El Ministerio de Justicia y Paz ve como únicas salidas ante la mayor crisis de sobrepoblación carcelaria de la última década dos estrategias: la construcción del Centro de Alta Contención y Crimen Organizado (Cacco) y un proyecto de ley para ampliar el uso de tobilleras electrónicas en el régimen semiinstitucional.
Así lo hizo saber esa cartera tras una serie de consultas enviadas por La Nación semanas atrás. El informe 2025 del Mecanismo Nacional de Prevención de la Tortura (MNPT) reveló que el sistema penitenciario opera con un 46% de hacinamiento general y un 96% en el caso de la población indiciada, es decir, personas que esperan juicio sin condena firme.
El sistema penitenciario tiene capacidad para 13.289 privados de libertad, pero la población carcelaria asciende a 19.453, lo que quiere decir que hay una brecha de más de 6.000 personas.
El Cacco, presentado por el gobierno como la medida de “plazo inmediato”, proyecta albergar a 5.100 personas.
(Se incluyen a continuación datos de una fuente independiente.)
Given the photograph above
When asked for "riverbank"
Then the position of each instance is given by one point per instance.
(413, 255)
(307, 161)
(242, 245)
Mientras se concreta la obra, el Ministerio indicó que realiza “seguimiento permanente” de la ocupación y redistribuye reclusos según su perfil de riesgo.
En su respuesta, Justicia reconoce la caída en la aplicación del régimen semiinstitucional, la modalidad que permite a los reclusos trabajar de día y regresar a dormir a un centro penal. En 2016 atendía a 4.890 personas; al 28 de julio de 2026 apenas llegaba a 1.106, una disminución del 75% en una década. “Esta disminución evidencia la oportunidad de fortalecer nuevamente esta modalidad, sin flexibilizar los requisitos técnicos, criminológicos y jurídicos”, respondió el Ministerio.
Ese declive es precisamente lo que el MNPT señaló como una de las causas del hacinamiento y lo que la magistrada de la Sala Tercera, Patricia Vargas, atribuyó al Ministerio de Justicia en declaraciones anteriores a este medio.
Para revertir esa tendencia, el Poder Ejecutivo presentó el 27 de julio a la Asamblea Legislativa el expediente 25.673, que busca modificar la Ley de Mecanismos Electrónicos de Seguimiento en Materia Penal. De aprobarse, el Instituto Nacional de Criminología (INC) podría autorizar traslados al régimen semiinstitucional con monitoreo mediante tobillera electrónica.
Ante la advertencia del MNPT de que el hacinamiento puede derivar en tratos crueles e inhumanos, el Ministerio aseveró que entre 2022 y julio de 2026, la Policía Penitenciaria decomisó 74.065 armas blancas en las cárceles; durante 2025, se hicieron 16.423 movimientos internos por razones de convivencia y un promedio de 468 traslados mensuales entre centros penales; y con una población promedio de 18.250 personas ese año, se brindaron 76.448 atenciones médicas.
Adicionalmente, Justicia enfatizó que cuenta con un protocolo específico para la prevención del suicidio, enmarcado en la Política Nacional de Salud Mental, diseñado para identificar factores de riesgo y brindar intervención en crisis dentro del tenso entorno penitenciario actual.